Requirements for Renewal of Registration and Amendments (Significant Change) to Registered Viable Microbial Supplements and Mixed Feeds Containing VMPs

The same requirements as described for the renewal and amendments of a VMP apply, with the exception of the scientific data, as this pertains to the embedded VMP only.

Note: If the embedded registered VMP has been subject to a significant change that would require a modification to the mixed feed label (e.g., product claims, viable guarantee, directions for use, or stability information) and/or to the product formulation for the mixed feed (e.g., change in the viable microbial guarantee of the VMP), then the mixed feed containing that VMP will require re-formulation and an application for amendment of the registration for the significant change.

Registration Requirements for Private Label Products

The private label registration process has been put in place to allow companies to commercialize a product that is already registered by another company under a different brand name. Such applications are considered standard feeds and do not require any additional safety or efficacy evaluations. Note that if the private label product is manufactured by a different manufacturer from the original product manufacturer, then a product formula must be submitted by the applicant. For more information, please refer to Section 2.2, Registration Requirements for Specialty Products.

Promotional Claims

If published literature or promotional material describing the intent of a product submitted for registration or registration renewal indicates a drug or a veterinary biologic purpose for the VMP, the application will be closed and returned to the applicant. The applicant will be advised to submit their application to the VDD, Health Canada, or to the Canadian Centre for Veterinary Biologics, CFIA, as appropriate (refer to Classification of Viable Microbial Products at the beginning of Section 3.22 for contact addresses).
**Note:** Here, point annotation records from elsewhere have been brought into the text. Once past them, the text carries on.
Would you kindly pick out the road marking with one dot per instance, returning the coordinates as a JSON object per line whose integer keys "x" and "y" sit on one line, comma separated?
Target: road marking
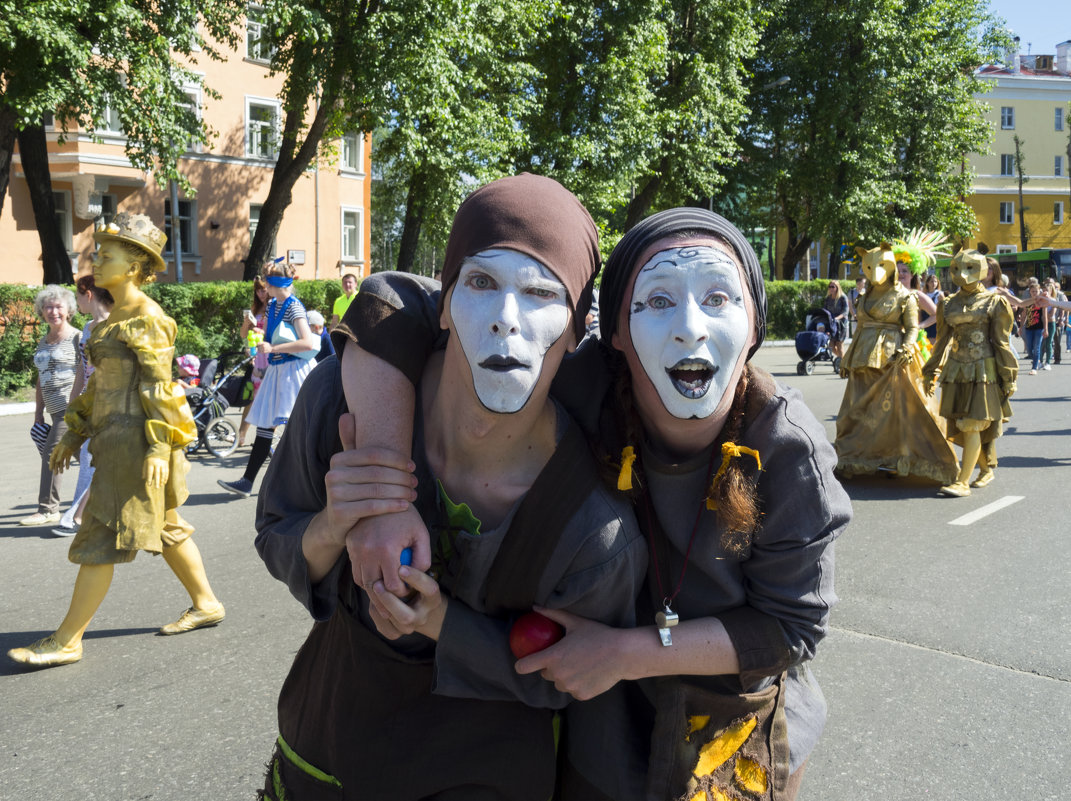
{"x": 986, "y": 510}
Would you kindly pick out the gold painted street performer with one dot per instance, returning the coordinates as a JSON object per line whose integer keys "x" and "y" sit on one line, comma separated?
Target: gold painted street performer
{"x": 137, "y": 422}
{"x": 886, "y": 422}
{"x": 976, "y": 368}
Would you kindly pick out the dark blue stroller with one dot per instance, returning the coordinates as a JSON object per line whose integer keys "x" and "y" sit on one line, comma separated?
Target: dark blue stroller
{"x": 812, "y": 345}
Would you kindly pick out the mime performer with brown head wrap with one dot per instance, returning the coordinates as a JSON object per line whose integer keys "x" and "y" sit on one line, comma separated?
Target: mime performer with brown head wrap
{"x": 730, "y": 475}
{"x": 419, "y": 698}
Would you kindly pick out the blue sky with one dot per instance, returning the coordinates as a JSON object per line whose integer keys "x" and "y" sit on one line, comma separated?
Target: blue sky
{"x": 1042, "y": 24}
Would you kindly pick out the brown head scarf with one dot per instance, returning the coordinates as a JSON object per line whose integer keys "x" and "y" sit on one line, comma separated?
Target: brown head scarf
{"x": 539, "y": 217}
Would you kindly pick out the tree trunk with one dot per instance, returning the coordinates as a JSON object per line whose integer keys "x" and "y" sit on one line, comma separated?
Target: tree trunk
{"x": 1022, "y": 217}
{"x": 642, "y": 201}
{"x": 416, "y": 206}
{"x": 34, "y": 155}
{"x": 6, "y": 150}
{"x": 290, "y": 165}
{"x": 794, "y": 252}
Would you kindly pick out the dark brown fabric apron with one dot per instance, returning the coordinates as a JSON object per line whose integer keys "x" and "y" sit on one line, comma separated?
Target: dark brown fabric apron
{"x": 361, "y": 711}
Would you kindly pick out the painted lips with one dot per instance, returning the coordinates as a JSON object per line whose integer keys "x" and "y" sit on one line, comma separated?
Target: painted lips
{"x": 692, "y": 377}
{"x": 502, "y": 363}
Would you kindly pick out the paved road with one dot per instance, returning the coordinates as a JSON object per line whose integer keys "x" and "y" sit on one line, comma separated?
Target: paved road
{"x": 948, "y": 670}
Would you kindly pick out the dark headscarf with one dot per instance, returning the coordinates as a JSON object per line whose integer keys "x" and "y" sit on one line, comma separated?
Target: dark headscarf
{"x": 623, "y": 261}
{"x": 539, "y": 217}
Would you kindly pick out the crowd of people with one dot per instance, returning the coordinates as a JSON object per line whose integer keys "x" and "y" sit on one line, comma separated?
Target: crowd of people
{"x": 630, "y": 474}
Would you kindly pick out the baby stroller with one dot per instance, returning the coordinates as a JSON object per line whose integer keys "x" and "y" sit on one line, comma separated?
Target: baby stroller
{"x": 812, "y": 345}
{"x": 208, "y": 403}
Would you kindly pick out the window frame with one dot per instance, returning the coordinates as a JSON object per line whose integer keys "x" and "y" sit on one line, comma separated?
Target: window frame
{"x": 253, "y": 19}
{"x": 275, "y": 125}
{"x": 254, "y": 222}
{"x": 357, "y": 150}
{"x": 358, "y": 255}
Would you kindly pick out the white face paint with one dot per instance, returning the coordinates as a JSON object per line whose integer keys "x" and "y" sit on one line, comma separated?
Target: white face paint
{"x": 689, "y": 326}
{"x": 508, "y": 311}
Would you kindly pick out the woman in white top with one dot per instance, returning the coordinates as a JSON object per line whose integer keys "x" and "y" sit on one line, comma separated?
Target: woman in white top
{"x": 59, "y": 379}
{"x": 96, "y": 302}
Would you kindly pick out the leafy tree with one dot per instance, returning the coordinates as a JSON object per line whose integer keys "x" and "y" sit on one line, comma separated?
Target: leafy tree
{"x": 869, "y": 137}
{"x": 78, "y": 58}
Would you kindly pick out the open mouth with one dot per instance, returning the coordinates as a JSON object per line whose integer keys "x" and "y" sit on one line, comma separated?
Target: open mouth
{"x": 692, "y": 377}
{"x": 502, "y": 363}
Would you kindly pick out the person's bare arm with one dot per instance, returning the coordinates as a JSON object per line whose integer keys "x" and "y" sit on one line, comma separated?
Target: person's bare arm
{"x": 382, "y": 402}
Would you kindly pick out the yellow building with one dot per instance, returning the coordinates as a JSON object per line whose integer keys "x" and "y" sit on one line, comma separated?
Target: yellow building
{"x": 325, "y": 231}
{"x": 1028, "y": 99}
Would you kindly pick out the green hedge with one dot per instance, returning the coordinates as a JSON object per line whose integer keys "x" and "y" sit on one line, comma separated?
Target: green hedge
{"x": 208, "y": 314}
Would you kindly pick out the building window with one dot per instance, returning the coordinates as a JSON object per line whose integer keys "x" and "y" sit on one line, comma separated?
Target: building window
{"x": 257, "y": 39}
{"x": 352, "y": 145}
{"x": 62, "y": 202}
{"x": 109, "y": 121}
{"x": 254, "y": 221}
{"x": 187, "y": 214}
{"x": 109, "y": 203}
{"x": 351, "y": 235}
{"x": 193, "y": 104}
{"x": 261, "y": 129}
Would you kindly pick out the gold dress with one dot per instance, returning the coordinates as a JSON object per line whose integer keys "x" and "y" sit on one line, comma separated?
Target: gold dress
{"x": 131, "y": 410}
{"x": 976, "y": 365}
{"x": 886, "y": 421}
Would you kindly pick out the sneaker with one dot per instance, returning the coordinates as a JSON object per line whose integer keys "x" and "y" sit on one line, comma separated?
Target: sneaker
{"x": 46, "y": 652}
{"x": 242, "y": 487}
{"x": 195, "y": 619}
{"x": 41, "y": 518}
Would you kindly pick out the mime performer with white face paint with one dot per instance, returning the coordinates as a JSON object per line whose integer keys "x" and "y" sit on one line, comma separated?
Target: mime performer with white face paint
{"x": 418, "y": 698}
{"x": 732, "y": 480}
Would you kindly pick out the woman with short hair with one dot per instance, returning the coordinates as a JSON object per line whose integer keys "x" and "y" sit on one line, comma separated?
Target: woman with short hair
{"x": 60, "y": 378}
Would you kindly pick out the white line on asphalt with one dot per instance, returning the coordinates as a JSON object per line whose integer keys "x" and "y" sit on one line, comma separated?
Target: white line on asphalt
{"x": 986, "y": 510}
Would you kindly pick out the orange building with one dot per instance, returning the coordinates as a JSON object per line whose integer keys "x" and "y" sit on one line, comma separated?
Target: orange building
{"x": 325, "y": 231}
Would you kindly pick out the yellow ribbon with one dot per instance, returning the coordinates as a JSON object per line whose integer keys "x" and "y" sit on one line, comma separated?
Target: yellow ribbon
{"x": 728, "y": 451}
{"x": 624, "y": 478}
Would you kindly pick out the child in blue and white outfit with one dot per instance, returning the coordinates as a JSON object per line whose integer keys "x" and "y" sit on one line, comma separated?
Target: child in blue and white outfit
{"x": 290, "y": 346}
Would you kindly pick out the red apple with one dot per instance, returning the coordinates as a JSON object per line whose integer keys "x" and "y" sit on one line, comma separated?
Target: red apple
{"x": 533, "y": 632}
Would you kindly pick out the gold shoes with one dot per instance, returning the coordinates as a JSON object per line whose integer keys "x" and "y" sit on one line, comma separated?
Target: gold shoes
{"x": 194, "y": 619}
{"x": 955, "y": 490}
{"x": 46, "y": 652}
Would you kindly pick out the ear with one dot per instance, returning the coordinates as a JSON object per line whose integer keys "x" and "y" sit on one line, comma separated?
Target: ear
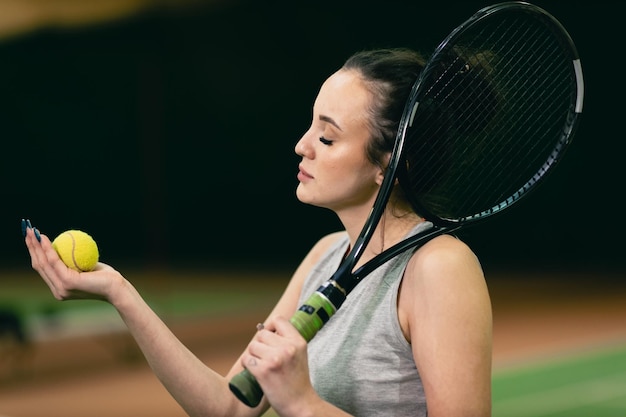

Registration Checklists for Viable Microbial Products (VMPs), Viable Microbial Supplements and Mixed Feeds Containing VMPs

Below are three checklists, pertaining to VMPs, viable microbial supplements or mixed feed claiming the presence of a VMP, and registration renewal of these products, which detail the information required for a submission for registration.

A completed checklist must be submitted to the Animal Feed Division (AFD) with each application for product registration. Please indicate the page number(s) of your submission corresponding to each category in the checklist.

Note: Incomplete submissions will not be accepted by the AFD.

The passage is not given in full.